M「そう言っていただけると本当に嬉しいです。今回は本当に水芭蕉の公認ミューズを快く引き受けていただき感謝します。本日はありがとうございました」

O「ありがとうございました」

【Voice of Kuramoto〜蔵元の声】

私どもの酒蔵の仕込み水は、上州の山々からいただいた水を使っています。
すべての酒に共通して言えるのは、その自然に育まれた水が、人間に喩えれば背骨にあたる美味しさの軸となる味わいを表現しているということ。どの酒も、口に含むと水の柔らかさと、最後に優しい甘さがふっと浮き出てくるように作っています。
酒造りのコンセプトで一番大事にしていることは、川場村の自然美を凝縮させて酒に表現すること。

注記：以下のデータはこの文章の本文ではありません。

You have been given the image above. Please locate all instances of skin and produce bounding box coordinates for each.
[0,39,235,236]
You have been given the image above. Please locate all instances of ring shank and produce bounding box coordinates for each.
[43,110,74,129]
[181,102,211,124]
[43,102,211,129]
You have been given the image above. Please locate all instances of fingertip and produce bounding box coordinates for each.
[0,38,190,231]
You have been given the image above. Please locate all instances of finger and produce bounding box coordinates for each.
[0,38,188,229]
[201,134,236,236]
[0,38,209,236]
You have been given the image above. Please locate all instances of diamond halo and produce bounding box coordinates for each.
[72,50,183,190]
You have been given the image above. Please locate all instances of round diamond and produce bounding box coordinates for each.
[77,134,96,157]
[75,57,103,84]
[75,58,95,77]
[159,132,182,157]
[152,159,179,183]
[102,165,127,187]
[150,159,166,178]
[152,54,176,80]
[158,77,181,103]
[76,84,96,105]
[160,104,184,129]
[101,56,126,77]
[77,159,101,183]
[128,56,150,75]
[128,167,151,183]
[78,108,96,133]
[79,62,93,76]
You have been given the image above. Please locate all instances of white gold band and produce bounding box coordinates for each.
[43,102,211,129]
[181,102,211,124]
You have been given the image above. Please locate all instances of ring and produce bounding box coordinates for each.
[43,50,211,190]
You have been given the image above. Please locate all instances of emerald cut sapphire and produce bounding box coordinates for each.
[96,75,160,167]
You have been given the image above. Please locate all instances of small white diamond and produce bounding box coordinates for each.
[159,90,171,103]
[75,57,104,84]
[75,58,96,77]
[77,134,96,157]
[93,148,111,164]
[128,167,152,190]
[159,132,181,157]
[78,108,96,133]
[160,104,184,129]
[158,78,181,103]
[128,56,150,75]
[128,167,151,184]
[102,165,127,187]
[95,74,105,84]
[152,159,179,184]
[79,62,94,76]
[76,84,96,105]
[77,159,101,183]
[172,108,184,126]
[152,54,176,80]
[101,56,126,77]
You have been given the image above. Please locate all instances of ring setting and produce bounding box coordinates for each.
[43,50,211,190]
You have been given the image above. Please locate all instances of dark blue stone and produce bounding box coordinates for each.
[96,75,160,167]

きれいな酒造りというものをわたしどもは目指しております。

【プロフィール紹介】
華道家
石草流家元後継
奥平清祥

幼少より慣れ親しんだいけばなの道に進み、ホテルオークラ東京、アマン東京、サニーヒルズ東京などの館内装花を担当。
ホテルオークラを飾るために立ち上げられた石草流いけばなで、国内外のお客様やVIPをおもてなしする精神とかたちを学び、家元である母の助手と新人の育成にあたる。
日本農業経営大学校で非常勤講師を勤め、食と農と文化を軸に生活者の心理と需要を探るため多面的多層的なマーケティングと営業支援を教授。
和洋混合のスタイルとリズムになった現代の生活やビジネスに、自然やアートでいかに潤いと彩りを取り入れられるかを研究・提案。
分野を横断連携して、日本文化の継承と次世代への訴求を図る活動・ネットワーク形成に努めている。

永井酒造株式会社
マダム&ディレクター
永井松美

米国インディアナ州政府商務部、シアトル・ワシントン州観光事務所に勤務後、13年間米国に住み、シアトルのパイクプレース・マーケットやベルタウンにてFood & Wineツアーを企画運営するシアトル・フード・ツアーズを設立。
世界最大のワイン教育機関、国際資格WSETアドバンスクラスを学び、ナパやニューヨークを中心にアメリカのワイナリーVIP視察ツアー、企業視察を企画、運営。唎酒師、国際唎酒師を取得し、現在、永井酒造のマダムとして、海外統括、PR &マーケティングにも従事している。